Sundell Software wrote:
> Each UTF-8/16/32 has its own iterator type, but all output UTF-32 when
> accessed. Look at std::istream_iterator/std::ostream_iterator for
> design. There would propably be helper functions for the most common
> tasks and i think you should be able to do all the nessesary tasks
> with just iterators.

Yep. That is basically how the current implementation works. It's all
(bi-directional) iterators. A unicode string is by nature a
bi-directional sequence, so your basically forced to work that way.
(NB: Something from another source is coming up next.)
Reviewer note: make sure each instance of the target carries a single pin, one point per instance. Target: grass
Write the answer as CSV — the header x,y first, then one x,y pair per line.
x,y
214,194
> typedef basic_string<utf_8> ustring8;
> typedef basic_string<utf_16> ustring16;
>
> ustring8 u8;
> ustring16 u16;
>
> // Would propably make .begin() default.
> unicode_iterator i8(u8, u8.begin());
>
> // This would be a slow way of doing operator[]. the assignment would
> // insert/remove elements from the basic_string if nessesary.
> *std::advance(unicode_iterator(u16, u16.begin()), 5) = *(i8++);
>
> Note that the client is responible for giving a valid iterator to
> unicode_iterator.

An implementation like this is already in place, but not locked to
basic_string. A mutable code_point_iterator (unicode_iterator in your
code) can be created from any random access sequence. You won't be
getting random access to the unicode sequence though, like I mentioned
above.

>
> BTW, is using UTF-8/16 in the container really overall cheaper than
> UTF-32. Since if the client changes a character, and it happens to be
> larger/smaller then all the elements behind it would need to be moved.
> Does that happen rarely enough? Though the client should propably know
> that themselves.

UTF-8, no. That is for people who require small size above all. But
UTF-16 usually is, unless you are using some obscure language that is
not within the BMP (Basic Multilingual Plane).